Regardless of word choice, what they meant was there are rights our government couldn’t take away. It’s important to note this is past tense. The government up and decided to ignore the grounds to which this country was founded on in search of God in government.
The word “Creator” in the preamble seems to be the focus of those opposed to marriage equality. But, you will notice it is this “Creator,” God, who has guaranteed these “unalienable rights,” including marriage. So how that reasoning makes sense, I will never understand.
Nowadays, we generally hear such Creator-given rights referred to as “inalienable.” And those rights include the right to be single, married, separated, divorced or widowed but not civilly unionized. Go ahead and see for yourself. Pick a legal document, any legal document. Generally, there is no box to be checked marked with the option of “civilly unionized.”
Why? Yes, the federal government leaves it to the states to decide on issues regarding marriage. But this only goes so far. Not all rights with regards to those obtained through marriage remain at the state level.
According to the National Organization for Women, marriage offers up a minimum of 1,049 legal protections and responsibilities on the federal level. Civil unions offer exactly zero. This is because civil unions really are only state-by-state.

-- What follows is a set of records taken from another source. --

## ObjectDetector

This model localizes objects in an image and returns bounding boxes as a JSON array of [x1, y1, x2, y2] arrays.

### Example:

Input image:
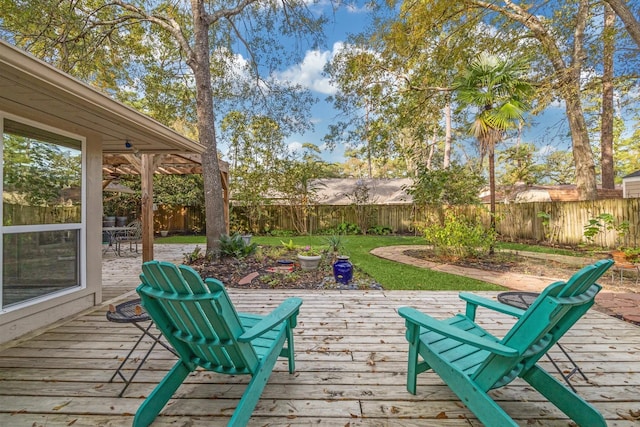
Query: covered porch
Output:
[[0, 245, 640, 426]]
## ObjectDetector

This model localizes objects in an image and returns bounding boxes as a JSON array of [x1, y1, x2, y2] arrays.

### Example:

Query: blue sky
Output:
[[282, 3, 370, 162], [264, 4, 570, 166]]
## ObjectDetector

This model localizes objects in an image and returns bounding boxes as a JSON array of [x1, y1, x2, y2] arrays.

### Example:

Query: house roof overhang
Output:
[[0, 40, 204, 153]]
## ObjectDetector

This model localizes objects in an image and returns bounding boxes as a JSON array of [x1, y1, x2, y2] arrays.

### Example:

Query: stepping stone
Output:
[[238, 271, 260, 285]]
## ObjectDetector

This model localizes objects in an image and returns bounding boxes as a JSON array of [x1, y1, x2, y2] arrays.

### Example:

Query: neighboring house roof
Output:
[[0, 40, 205, 153], [622, 171, 640, 179], [480, 184, 622, 203], [231, 178, 413, 205], [312, 178, 413, 205]]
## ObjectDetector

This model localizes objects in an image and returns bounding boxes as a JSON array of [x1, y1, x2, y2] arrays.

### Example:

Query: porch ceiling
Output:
[[0, 40, 204, 153]]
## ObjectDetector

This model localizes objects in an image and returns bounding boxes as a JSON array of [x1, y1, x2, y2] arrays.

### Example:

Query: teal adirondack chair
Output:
[[398, 260, 613, 427], [133, 261, 302, 427]]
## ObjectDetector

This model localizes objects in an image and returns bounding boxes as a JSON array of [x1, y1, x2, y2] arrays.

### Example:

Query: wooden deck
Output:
[[0, 252, 640, 426]]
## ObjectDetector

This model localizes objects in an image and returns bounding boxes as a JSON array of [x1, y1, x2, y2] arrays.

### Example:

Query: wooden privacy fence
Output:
[[155, 198, 640, 248]]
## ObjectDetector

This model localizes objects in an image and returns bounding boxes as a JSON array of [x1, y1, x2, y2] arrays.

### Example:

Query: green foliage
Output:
[[537, 211, 557, 243], [183, 245, 204, 264], [367, 225, 393, 236], [324, 234, 346, 253], [498, 144, 543, 185], [219, 233, 258, 259], [280, 239, 296, 251], [407, 164, 486, 206], [624, 248, 640, 263], [424, 212, 496, 259], [336, 222, 361, 234], [298, 245, 320, 256]]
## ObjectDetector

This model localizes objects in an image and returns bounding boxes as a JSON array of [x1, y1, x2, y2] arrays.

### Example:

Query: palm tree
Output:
[[454, 53, 533, 246]]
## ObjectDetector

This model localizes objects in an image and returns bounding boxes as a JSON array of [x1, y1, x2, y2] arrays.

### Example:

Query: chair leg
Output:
[[522, 365, 607, 427], [227, 336, 285, 427], [133, 360, 191, 427]]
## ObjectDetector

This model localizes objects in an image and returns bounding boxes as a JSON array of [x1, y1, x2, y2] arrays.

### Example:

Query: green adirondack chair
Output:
[[133, 261, 302, 427], [398, 260, 613, 427]]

What this means is, if you could get married in Vermont, it would be recognized as legitimate regardless of where you are in the country. However, Vermont only gives prospective lawful homo-citizens the right to a civil union with a partner. Not a husband or a wife. But, travel to somewhere such as the commonwealth of Pennsylvania and your rights are officially null in that location.
It’s tax time, folks. Time to fill out all those W2s and cross your fingers for big money, no whammies. But civil unions offer up plenty of whammies. Taxes are a mix of federal and state government.
This is comparable to mixing oil and water, respectively. The oil is generally going to rise to the top.
In other words, the federal government can force those in civil unions to fill out their taxes as if they were single. This also applies to benefits such as medical insurance and pension programs, both of which are extended to one’s family. A civil union does not make a family.
Divorce is such a dirty word, isn’t it? Well, compare divorce which can be filed and completed in any state which those parties involved reside to what civil union contracts will do, and it sounds beautiful.
In order to break up a civil union, those parties involved instead must establish residency in the state in which the civil union was declared.
Many who discuss obtaining gay civil rights compare it to the Black Civil Rights Movement. I only see one definite similarity: second-class status.
Getting a special water fountain sounds excellent, doesn’t it? But if the fountain isn’t maintained and the water isn’t as clean, it’s not exactly excellent.
It’s way less cool to have your own water fountain because people believe you are dirtier than they are or less-deserving of basic needs. What all of this comes down to in either civil rights movement is second-class status.
Civil unions are very much the dirty water fountain of the Gay Civil Rights Movement.